Well I think we can all agree that this probably wasn’t a good experience, but what it was, was a learning experience.  I say that when you learn something positive that lasts for the rest of your life how can that not be good?

The first and foremost thing that I learned was not to run yellows on a motorcycle, but the next few things that I learned have helped me make intentional decisions for the rest of my life.  Invaluable, right?

I learned not to be careless.  I learned not to assume things about other people, (like maybe that they see you), but extend that and I think you get my point.

Learning not to assume things about other people has huge ramifications about respect, intelligence, wealth, rights, even racism.

I learned that even if I have the right of way, or in other words that I’m in the right, expressing that correctness and acting on that fact without humility is not always good for me . . . terrific lessons for a happy marriage.

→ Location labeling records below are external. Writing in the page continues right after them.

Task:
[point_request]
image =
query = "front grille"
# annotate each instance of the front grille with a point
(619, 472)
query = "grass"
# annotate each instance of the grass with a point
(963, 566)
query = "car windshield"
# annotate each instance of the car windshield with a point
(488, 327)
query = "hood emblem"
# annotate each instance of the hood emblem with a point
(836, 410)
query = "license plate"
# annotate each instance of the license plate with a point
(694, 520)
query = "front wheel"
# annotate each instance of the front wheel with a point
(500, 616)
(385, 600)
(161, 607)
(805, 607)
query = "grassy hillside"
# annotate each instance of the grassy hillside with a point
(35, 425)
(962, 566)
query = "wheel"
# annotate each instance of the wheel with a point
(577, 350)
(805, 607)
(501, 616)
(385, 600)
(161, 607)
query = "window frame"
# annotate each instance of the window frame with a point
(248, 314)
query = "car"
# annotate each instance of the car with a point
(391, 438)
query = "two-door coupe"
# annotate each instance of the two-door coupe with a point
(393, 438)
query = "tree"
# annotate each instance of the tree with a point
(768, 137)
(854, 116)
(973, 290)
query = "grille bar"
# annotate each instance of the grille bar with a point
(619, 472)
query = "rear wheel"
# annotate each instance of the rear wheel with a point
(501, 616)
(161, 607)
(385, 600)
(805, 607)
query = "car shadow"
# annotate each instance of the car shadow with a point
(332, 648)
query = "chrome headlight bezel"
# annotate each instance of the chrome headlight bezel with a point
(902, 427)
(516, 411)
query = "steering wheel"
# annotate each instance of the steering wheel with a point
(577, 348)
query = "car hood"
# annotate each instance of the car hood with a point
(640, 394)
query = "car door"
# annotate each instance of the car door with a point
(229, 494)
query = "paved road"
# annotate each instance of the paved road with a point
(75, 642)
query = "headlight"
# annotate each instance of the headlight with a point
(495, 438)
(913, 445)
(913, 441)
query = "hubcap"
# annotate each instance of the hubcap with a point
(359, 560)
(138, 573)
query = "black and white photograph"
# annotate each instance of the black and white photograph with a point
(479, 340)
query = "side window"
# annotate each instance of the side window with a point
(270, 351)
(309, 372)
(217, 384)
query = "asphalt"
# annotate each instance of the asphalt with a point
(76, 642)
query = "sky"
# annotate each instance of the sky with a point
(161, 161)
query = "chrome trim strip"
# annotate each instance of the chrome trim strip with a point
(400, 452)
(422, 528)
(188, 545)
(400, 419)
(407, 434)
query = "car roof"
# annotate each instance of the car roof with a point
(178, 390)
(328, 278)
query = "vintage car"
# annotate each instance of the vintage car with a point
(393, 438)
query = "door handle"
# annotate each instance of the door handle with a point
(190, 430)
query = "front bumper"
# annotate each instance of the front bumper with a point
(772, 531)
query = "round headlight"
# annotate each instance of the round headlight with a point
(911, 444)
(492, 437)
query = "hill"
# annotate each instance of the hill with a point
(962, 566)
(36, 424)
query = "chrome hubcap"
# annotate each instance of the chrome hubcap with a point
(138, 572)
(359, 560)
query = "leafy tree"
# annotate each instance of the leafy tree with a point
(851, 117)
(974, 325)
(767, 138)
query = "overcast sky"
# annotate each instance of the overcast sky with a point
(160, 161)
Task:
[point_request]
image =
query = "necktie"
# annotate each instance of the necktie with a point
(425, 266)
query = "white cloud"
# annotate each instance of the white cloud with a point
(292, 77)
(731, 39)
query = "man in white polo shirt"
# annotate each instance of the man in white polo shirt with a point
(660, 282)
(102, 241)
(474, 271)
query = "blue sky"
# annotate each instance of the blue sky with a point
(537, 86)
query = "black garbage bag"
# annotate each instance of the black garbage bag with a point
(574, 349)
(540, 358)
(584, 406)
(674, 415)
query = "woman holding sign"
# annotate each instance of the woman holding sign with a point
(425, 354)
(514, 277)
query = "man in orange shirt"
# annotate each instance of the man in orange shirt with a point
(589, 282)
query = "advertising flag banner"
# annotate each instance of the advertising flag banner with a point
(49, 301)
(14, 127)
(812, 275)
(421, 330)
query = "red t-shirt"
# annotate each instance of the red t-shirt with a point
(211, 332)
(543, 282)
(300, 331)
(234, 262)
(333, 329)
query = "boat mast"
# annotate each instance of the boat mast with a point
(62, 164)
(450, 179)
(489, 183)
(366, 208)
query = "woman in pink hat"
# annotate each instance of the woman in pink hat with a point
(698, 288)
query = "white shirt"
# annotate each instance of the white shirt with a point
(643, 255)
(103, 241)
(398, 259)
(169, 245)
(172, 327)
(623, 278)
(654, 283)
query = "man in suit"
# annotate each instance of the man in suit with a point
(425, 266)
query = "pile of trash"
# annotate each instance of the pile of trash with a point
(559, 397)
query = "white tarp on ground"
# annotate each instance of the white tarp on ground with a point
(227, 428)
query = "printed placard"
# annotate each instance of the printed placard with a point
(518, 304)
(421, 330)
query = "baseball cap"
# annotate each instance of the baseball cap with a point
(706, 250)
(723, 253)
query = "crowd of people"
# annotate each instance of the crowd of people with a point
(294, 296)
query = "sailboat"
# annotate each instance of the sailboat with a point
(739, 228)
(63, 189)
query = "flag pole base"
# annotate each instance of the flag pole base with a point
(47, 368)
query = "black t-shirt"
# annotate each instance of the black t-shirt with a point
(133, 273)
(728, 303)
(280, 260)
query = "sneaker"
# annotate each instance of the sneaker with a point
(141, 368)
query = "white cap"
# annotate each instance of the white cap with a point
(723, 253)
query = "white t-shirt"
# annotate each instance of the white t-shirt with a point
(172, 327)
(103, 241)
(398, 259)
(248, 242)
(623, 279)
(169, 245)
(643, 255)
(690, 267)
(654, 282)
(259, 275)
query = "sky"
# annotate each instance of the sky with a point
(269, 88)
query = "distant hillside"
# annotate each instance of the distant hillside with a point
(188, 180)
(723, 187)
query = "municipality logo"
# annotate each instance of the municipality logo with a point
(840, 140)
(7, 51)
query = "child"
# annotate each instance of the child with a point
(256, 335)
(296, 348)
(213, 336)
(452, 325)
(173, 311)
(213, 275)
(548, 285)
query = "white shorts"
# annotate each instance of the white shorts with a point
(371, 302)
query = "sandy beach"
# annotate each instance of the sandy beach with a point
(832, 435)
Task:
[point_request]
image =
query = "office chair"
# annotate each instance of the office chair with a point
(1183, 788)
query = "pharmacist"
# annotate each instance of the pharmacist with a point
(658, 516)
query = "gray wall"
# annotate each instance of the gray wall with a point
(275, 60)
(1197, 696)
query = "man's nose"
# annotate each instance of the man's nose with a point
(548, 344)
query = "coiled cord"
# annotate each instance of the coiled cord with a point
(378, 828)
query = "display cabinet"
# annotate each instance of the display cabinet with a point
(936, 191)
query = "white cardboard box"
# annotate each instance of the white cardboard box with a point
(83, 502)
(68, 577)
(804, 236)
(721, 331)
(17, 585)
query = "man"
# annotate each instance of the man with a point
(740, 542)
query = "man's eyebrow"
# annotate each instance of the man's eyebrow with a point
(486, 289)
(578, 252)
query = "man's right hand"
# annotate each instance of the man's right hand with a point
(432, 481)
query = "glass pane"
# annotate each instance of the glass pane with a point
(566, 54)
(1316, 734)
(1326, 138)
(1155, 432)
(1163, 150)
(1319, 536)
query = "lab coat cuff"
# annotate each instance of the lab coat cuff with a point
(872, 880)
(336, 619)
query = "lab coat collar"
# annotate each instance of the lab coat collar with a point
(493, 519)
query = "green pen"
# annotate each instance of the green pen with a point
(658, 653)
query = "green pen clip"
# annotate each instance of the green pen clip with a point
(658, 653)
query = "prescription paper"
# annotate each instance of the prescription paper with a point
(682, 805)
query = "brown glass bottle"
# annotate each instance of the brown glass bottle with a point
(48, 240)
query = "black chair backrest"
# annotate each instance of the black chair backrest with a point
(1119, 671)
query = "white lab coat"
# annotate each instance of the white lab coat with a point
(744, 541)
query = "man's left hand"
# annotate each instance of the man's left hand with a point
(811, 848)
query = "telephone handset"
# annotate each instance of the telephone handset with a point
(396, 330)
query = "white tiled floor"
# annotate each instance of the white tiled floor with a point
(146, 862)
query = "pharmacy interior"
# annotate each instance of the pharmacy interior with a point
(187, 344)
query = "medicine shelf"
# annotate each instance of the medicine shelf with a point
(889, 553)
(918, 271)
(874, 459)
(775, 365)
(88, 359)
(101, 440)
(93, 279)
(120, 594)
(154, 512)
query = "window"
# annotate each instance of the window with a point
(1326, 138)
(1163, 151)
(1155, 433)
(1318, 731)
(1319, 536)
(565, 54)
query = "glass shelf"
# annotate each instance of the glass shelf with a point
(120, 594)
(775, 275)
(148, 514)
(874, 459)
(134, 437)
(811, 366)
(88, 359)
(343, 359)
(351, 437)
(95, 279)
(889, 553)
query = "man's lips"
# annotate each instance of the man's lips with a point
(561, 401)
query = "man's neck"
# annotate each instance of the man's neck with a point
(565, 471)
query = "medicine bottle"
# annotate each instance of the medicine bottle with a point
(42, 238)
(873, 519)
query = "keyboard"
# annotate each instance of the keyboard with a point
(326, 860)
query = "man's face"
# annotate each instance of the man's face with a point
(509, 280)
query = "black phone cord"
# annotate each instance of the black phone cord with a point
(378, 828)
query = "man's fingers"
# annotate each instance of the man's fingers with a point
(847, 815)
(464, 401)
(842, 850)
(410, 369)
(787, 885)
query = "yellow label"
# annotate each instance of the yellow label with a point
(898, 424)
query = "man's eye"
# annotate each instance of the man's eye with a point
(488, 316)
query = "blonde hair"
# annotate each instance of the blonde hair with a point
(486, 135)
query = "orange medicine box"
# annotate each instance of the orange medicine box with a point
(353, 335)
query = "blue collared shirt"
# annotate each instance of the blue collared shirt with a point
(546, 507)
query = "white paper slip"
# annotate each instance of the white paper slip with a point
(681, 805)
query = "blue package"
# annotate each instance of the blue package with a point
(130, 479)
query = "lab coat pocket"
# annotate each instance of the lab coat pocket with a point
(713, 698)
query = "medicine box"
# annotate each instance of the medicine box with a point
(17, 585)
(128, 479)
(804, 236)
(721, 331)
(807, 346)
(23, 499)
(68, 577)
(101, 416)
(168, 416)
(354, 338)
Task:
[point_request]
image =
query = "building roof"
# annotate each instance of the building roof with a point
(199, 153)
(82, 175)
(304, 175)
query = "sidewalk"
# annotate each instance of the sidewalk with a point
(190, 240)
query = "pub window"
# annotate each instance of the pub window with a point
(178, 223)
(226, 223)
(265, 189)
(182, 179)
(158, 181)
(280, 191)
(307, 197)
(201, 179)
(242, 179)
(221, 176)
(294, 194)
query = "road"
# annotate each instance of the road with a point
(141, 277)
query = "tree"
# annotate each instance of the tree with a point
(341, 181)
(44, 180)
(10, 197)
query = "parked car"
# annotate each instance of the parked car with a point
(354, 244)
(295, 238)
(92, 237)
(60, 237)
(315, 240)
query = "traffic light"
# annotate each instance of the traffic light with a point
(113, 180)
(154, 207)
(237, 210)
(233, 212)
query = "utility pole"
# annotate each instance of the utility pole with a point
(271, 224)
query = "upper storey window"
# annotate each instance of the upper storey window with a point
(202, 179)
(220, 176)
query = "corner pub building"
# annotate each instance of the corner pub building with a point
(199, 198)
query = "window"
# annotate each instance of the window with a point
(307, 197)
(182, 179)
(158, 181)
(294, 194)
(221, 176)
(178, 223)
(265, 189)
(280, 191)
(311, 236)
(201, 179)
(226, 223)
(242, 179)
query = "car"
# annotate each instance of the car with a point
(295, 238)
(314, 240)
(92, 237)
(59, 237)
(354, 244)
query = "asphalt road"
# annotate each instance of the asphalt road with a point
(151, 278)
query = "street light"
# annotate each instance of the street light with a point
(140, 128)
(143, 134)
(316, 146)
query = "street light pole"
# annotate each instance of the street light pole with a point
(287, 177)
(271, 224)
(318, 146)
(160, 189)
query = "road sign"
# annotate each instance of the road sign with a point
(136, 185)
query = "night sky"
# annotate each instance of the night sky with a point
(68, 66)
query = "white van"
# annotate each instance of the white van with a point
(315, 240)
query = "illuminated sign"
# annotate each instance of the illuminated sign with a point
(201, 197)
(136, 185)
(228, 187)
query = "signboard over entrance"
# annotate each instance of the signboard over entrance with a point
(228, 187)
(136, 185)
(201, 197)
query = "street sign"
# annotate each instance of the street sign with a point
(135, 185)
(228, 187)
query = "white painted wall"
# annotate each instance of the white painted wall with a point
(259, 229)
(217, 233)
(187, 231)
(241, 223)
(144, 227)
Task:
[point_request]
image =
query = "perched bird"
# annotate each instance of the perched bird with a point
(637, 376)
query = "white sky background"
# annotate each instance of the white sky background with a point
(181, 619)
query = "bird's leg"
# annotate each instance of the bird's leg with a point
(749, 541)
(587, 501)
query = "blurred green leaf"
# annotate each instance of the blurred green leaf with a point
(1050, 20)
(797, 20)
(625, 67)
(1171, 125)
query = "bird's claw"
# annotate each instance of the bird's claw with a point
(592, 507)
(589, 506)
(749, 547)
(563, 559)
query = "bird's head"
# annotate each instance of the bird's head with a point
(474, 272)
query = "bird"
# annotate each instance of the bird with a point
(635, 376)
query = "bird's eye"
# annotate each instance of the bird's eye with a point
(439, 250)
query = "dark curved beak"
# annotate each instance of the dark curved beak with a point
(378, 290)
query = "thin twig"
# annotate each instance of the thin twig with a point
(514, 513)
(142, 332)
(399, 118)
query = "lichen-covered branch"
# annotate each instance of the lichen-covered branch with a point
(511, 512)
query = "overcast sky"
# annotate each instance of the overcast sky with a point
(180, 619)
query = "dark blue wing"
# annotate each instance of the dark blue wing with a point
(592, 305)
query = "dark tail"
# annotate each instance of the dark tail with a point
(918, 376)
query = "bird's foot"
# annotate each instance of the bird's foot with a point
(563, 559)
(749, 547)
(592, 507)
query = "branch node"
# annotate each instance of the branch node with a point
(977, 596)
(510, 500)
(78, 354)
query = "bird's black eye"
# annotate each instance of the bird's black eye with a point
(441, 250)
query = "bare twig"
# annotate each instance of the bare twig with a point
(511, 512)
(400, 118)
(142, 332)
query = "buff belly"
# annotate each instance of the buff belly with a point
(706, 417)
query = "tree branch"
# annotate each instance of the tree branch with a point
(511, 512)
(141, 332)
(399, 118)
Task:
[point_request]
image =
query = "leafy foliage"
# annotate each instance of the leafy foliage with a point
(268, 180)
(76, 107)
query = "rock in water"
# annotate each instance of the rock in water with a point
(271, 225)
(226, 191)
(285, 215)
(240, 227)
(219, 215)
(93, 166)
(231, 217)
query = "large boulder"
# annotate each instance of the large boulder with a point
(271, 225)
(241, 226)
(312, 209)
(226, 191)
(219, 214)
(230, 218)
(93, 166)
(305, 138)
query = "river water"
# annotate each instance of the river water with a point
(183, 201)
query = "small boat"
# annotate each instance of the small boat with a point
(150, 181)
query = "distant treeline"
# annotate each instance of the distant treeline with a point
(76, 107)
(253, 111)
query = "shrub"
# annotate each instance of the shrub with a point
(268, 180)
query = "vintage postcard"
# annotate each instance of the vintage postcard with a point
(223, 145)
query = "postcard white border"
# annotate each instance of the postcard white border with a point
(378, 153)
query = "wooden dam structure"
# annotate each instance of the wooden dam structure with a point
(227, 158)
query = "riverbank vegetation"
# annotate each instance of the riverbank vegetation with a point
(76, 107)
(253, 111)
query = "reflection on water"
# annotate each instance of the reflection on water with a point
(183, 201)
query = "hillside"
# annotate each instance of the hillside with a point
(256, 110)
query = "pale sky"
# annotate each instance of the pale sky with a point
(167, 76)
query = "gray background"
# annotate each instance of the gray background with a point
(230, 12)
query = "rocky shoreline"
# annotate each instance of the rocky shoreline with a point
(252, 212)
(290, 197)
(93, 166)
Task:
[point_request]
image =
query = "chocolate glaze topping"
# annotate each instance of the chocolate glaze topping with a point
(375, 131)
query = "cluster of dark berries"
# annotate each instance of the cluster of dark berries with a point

I learned that you should take care of things that are valuable to you, I learned that just because my childhood was messy, I am owed nothing.  I learned that even though I am in control of a situation, I am not in control of a situation.  I learned that doing dumb stuff is expensive.  I learned that if you act stupid, you get stupid results, and I learned that nobody really cares about you if you don’t care about yourself.

Now, in my life, was that experience a bad one, or a good one?‘


People believe that bad experiences make you become bad.  It’s true that sometimes that does happen.  But what people often don’t understand is that’s a choice.  Be curious about not only the good experiences in your life, but also the bad.  By learning from your bad experiences you gain the invaluable wisdom that comes with that.

These rough experiences in life, they are in some respect failures.  Everyone will have failures in their lives.  Some are small, some are large, and some can change your life.  Most large failures are life changing.  A divorce, even a long term relationship can pack a punch.  A business failure, a DUI, you’ll ruminate for sure.

The key of course, is to learn from them, gain the wisdom that pain brings.  Scott Iverson, the Sales Director at Hot Spring Spas told me once, “People in pain are sweeter, richer people.”  He was talking about physical pain at the time, but it works for pain of all types.

Failures are painful, there is no way around it.  To learn from these failures you must be intently curious about what went wrong and what your part was.  That information is the diamond amongst the coal, and to find it you must dig.

I taught my daughter that failure is merely a rung on the ladder of success, and you must step on it to get to the next rung.  Whether the next rung will be another failure is up to you.  We all know that if you don’t learn from your mistakes, you are doomed to repeat them.  If you rationalize and make excuses to escape looking inward and being curious about your own responsibility, the chances the next rung will be another failure is high.  If you instead look honestly at your own actions and admit you are responsible, even though it’s painful, being curious about how to improve becomes innate.

In the end, when your pain turns into wisdom, you too will be a sweeter, richer person.